Donnerstag, 5. Juni 2014

Indirekt-Passiv

In den meisten Sprachen kann man die passive Form eines Satzes benutzen, um den Ausführenden unerwähnt zu lassen. Dabei wird das direkte Objekt des aktiven Satzes zum Subjekt des passiven:

Aktiv: "Das Jugendamt nimmt dir den Sohn weg"
Passiv: "Der Sohn wird dir (durch das Jugendamt) weggenommen"

Dabei verwandelt sich der Akkusativ des direkten Objekts - "den Sohn" -
in einen Nominativ - "der Sohn" - durch Benutzung des Hilfsverbs "werden"

Ein indirektes Objekt kann man auf diese Weise nicht zum Subjekt machen.
Die deutsche Umgangssprache kennt jedoch eine Art Indirekt-Passiv.
Sie bedient sich dazu der Verben "bekommen" oder "kriegen" als Hilfsverben.
In dieser Konstruktion wird das indirekte Objekt im Dativ - "dir" -
zu einem Subjekt im Nominativ - "du":

Aktiv: "das Jugendamt nimmt dir den Sohn weg"
Indirekt-Passiv: "Du kriegst (durch das Jugendamt) den Sohn weggenommen"

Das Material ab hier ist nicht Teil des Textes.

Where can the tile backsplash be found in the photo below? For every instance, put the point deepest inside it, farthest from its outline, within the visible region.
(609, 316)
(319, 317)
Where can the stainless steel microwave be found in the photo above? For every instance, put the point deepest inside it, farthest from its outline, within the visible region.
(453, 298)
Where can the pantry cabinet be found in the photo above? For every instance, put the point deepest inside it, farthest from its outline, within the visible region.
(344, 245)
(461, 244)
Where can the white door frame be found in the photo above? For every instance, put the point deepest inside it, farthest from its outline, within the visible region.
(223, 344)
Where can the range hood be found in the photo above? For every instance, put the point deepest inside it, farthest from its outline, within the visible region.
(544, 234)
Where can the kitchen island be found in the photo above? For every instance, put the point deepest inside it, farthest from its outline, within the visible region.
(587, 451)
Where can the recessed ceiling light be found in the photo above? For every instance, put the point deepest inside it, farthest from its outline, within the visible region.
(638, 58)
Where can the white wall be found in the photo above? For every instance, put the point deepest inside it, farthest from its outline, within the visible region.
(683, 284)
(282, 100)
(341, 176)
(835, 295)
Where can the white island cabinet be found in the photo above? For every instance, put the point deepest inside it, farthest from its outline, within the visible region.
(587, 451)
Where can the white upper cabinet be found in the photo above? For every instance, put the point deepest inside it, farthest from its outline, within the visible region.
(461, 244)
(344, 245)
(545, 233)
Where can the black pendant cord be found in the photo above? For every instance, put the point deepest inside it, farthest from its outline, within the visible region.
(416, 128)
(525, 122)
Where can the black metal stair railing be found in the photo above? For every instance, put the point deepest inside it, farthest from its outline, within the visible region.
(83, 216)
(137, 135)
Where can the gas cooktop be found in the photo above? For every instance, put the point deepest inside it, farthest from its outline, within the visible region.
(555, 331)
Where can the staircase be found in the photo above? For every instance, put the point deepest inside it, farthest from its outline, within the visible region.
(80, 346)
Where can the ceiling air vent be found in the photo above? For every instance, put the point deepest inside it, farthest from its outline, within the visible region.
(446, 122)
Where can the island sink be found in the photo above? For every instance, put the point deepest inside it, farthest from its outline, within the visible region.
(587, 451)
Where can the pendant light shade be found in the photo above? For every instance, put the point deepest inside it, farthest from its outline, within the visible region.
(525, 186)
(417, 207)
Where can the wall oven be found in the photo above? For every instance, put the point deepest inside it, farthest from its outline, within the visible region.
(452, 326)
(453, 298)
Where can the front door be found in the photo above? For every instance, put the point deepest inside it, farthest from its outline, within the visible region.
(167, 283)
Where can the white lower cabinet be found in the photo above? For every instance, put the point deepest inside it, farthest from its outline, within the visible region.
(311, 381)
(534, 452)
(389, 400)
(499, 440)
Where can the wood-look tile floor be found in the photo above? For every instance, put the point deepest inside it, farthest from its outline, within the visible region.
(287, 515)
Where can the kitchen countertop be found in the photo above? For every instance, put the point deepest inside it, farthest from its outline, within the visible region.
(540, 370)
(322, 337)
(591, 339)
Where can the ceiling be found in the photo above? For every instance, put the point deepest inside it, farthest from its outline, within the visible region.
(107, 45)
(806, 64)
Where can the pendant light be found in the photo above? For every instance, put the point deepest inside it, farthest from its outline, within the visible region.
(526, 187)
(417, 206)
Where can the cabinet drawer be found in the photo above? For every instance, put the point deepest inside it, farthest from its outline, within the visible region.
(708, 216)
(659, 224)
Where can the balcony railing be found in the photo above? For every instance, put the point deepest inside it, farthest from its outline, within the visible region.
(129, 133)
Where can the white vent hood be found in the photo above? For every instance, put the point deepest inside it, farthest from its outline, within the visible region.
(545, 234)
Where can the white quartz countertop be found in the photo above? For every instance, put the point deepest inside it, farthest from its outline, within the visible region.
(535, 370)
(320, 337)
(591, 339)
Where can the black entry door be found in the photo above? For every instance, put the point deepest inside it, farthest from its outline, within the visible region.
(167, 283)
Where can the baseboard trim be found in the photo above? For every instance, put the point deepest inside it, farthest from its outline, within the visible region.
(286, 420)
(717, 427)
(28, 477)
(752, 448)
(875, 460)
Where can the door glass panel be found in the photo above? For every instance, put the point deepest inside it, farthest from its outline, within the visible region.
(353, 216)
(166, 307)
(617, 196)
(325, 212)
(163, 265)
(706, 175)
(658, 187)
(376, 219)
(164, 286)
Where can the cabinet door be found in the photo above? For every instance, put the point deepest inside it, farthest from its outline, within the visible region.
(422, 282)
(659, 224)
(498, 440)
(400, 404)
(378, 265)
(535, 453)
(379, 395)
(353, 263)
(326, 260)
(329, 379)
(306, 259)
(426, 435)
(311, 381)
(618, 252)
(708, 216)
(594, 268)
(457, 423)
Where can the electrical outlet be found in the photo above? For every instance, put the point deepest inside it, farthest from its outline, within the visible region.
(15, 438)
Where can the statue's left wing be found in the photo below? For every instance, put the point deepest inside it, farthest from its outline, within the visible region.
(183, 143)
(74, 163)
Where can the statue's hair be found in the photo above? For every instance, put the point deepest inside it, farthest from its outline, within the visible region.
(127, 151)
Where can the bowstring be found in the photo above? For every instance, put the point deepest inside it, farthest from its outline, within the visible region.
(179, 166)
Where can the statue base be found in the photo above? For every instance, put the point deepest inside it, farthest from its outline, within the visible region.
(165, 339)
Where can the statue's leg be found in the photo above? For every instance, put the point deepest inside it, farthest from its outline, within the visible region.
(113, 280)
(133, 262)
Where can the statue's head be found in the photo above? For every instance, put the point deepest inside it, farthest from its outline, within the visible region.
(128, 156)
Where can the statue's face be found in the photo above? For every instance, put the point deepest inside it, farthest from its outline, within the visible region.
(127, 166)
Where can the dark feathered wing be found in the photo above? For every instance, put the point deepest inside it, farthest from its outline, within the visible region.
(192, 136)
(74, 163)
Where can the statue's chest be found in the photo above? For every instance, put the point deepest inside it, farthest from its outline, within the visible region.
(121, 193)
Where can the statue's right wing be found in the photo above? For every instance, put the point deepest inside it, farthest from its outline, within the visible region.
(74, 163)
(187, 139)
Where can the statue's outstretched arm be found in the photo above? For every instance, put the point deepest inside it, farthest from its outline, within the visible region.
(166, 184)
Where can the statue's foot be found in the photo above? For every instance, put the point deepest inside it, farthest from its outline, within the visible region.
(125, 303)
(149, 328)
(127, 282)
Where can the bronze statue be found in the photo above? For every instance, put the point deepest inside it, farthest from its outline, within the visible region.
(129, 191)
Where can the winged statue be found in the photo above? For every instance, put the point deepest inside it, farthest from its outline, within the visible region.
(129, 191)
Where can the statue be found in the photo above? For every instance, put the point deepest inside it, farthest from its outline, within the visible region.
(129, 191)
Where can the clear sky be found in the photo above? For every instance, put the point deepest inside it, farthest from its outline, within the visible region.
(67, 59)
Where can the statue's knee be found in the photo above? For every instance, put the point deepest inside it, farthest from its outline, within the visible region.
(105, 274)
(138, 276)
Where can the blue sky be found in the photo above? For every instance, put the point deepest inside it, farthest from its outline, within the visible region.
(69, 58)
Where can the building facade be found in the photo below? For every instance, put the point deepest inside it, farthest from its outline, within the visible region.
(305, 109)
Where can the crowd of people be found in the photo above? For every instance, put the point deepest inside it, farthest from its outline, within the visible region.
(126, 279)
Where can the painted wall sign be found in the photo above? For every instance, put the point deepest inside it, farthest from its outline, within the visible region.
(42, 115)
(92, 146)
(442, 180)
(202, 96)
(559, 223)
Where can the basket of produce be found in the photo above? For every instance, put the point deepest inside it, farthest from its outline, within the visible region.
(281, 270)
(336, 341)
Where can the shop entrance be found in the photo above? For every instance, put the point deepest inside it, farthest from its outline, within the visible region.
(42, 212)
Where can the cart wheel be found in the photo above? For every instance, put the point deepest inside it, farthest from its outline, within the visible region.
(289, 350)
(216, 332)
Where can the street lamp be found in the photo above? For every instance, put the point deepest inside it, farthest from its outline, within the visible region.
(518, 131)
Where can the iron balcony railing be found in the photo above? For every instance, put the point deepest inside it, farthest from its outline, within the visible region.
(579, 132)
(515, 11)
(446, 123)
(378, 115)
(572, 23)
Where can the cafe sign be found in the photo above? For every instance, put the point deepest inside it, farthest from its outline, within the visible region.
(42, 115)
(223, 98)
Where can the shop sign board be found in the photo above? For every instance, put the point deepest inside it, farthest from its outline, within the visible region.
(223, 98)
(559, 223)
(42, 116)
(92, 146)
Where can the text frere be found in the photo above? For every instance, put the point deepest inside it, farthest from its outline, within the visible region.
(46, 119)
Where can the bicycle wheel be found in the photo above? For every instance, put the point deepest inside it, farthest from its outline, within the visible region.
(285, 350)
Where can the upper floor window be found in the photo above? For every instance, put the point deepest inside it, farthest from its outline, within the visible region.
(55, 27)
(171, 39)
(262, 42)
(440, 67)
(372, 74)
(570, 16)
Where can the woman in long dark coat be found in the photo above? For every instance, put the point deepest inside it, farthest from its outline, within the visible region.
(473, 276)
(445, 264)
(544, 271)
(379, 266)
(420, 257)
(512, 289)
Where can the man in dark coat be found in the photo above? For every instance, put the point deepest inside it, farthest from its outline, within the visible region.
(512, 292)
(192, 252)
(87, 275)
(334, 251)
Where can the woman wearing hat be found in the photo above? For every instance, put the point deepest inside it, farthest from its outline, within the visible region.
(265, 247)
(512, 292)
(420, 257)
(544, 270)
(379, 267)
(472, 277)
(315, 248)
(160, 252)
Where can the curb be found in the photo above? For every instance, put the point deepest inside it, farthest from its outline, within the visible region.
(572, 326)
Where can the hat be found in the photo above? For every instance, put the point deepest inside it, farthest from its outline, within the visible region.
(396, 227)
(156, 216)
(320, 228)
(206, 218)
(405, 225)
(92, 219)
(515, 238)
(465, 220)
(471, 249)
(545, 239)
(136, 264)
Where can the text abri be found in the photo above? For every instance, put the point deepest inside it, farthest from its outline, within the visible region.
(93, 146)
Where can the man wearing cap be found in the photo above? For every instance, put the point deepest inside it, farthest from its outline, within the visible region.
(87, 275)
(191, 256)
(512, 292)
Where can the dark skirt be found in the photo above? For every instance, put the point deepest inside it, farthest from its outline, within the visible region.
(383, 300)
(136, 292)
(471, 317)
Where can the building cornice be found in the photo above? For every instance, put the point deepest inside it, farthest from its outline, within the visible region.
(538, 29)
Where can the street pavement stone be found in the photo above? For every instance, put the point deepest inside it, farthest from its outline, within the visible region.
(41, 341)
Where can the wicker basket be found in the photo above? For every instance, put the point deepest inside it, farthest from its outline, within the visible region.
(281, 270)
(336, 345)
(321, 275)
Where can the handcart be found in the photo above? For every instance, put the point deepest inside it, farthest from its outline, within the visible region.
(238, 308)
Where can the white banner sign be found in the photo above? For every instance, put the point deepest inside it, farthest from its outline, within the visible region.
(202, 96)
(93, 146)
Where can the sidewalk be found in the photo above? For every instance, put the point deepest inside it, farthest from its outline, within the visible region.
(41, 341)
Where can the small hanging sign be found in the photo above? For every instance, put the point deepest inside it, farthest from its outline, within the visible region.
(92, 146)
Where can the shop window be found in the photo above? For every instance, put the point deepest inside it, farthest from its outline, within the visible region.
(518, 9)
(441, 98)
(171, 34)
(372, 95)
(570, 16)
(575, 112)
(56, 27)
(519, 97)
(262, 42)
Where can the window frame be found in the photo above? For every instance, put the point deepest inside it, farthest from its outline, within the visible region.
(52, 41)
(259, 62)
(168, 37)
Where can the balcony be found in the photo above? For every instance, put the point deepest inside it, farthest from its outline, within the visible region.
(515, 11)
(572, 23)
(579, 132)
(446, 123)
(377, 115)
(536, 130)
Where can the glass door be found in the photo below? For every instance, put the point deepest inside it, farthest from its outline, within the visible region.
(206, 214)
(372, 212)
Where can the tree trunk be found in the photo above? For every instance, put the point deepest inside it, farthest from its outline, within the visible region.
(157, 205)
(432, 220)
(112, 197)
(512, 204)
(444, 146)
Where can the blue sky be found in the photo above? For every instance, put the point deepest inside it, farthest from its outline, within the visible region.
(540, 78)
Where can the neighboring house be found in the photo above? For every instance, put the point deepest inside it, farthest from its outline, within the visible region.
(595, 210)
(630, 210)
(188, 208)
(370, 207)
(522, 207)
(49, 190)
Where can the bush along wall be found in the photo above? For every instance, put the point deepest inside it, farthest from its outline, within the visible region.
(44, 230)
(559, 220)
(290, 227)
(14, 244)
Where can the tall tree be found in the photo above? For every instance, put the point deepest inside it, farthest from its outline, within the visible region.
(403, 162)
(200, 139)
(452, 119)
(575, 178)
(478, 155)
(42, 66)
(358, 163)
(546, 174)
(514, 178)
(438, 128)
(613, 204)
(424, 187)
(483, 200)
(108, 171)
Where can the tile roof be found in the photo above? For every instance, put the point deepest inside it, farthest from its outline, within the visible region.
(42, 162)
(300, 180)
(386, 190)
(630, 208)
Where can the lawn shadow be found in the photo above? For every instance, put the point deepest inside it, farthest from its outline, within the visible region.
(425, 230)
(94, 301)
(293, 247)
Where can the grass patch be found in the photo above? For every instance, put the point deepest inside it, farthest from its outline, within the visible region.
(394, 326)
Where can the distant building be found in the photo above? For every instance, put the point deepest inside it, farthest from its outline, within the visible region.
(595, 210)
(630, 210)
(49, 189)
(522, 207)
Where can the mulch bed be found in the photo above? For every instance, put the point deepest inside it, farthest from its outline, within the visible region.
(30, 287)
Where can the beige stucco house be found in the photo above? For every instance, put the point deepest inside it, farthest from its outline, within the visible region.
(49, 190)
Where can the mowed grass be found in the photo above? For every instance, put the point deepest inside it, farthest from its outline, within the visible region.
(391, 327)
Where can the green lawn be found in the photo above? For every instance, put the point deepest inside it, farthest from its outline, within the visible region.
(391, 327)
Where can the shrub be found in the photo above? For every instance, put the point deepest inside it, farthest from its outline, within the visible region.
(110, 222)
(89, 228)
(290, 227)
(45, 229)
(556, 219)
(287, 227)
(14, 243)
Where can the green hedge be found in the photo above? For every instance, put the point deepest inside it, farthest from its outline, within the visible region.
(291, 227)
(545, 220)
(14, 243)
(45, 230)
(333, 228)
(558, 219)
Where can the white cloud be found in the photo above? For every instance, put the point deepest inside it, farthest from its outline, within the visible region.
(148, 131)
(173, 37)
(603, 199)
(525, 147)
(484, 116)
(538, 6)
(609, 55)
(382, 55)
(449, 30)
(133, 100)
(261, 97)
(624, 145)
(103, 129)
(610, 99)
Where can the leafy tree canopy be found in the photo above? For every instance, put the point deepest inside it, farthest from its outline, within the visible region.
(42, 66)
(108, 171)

In Google kann man die Häufigkeit dieser Konstruktion erkennen, aber sie wird häufiger gesprochen als geschrieben:
Indirekt-Passiv: "weggenommen bekommen" (12 200 Google-Hits)
Passiv: "wurde weggenommen" (3 840 Google-Hits)

Dieser Zusammenhang wird auch in folgenden Artikeln erläutert, häufig mit dem Begriff "Bekommen-Passiv":
http://hypermedia.ids-mannheim.de/call/public/fragen.ansicht?v_id=93
Forschungsberichte des Instituts für deutsche Sprache
http://www.deutschegrammatik20.de/passiv/passiversatz-bekommen-gehoeren/
Leirbukt, Oddleif: "Untersuchungen zum Bekommen-Passiv im heutigen Deutsch"

Ich kenne etliche vergleichbare Konstruktionen in anderen Sprachen.